Hi @ManvBrain. Thanks for an interesting article in @NYMag. What a great premise; to suggest #LongCovid is a condition that rhymes with #MECFS. We totally agree on that. Not everyone with #LongCovid has #MECFS of course, but enough do that the analogy has some intellectual merit.
My name is Todd. I've been involved in #MECFS research and clinical practice for about the past 15 years. Since the start of the pandemic, I've been working to build on efforts of patient-experts to warn folks about the potential and eventuality of post-viral fatigue syndromes.
As you're getting what we'd call post-publication review on the article, and there's no good football games on to watch this evening, I thought I'd connect here to provide a few thoughts. I'm definitely open to discussing these thoughts offline. My DMs, as the kids say, are open.
To answer the question in the title, I'd say 'sure.' Disabling fatigue of post-viral origin has long been the most common illness people have never heard of.
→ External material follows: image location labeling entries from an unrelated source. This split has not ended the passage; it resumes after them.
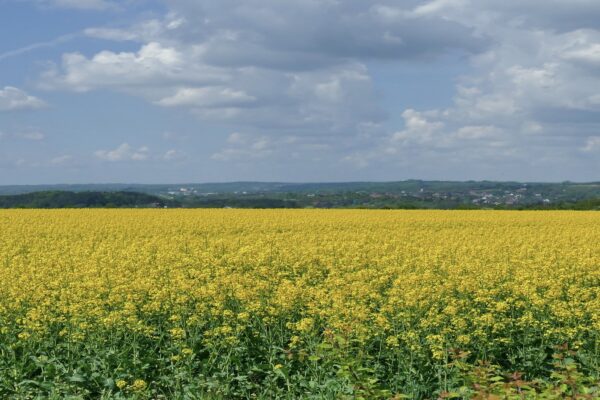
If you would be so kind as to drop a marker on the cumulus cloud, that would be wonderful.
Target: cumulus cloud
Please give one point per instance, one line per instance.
(301, 70)
(12, 98)
(62, 160)
(93, 5)
(124, 153)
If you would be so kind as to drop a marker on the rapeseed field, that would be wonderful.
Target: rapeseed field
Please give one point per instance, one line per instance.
(329, 304)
Up to 4 million people in the U.S. had #MECFS prior to the COVID and 90% estimated not yet diagnosed. So maybe 40 million.
In any any event, as you rightly point out, the early efforts of patients and scientists, many of whom with #MECFS and acting at great cost to their own wellbeing and functioning, saw the potential need to more research and treatments for the coming pandemic of chronic illness.
Then, as you also rightly point out, the early work of patients and scientists, many of whom living with #LongCovid, working against the clinical and scientific communities, made their own label and also have done much of the formative scholarly work on their *own disease.*
These observations lead to my first takeaway from the article. Patients living with #MECFS and #LongCovid aren't 'militant' as the quote suggests or 'sore losers' because they science didn't go their way; they are the closest thing we have to bonafide experts on these conditions.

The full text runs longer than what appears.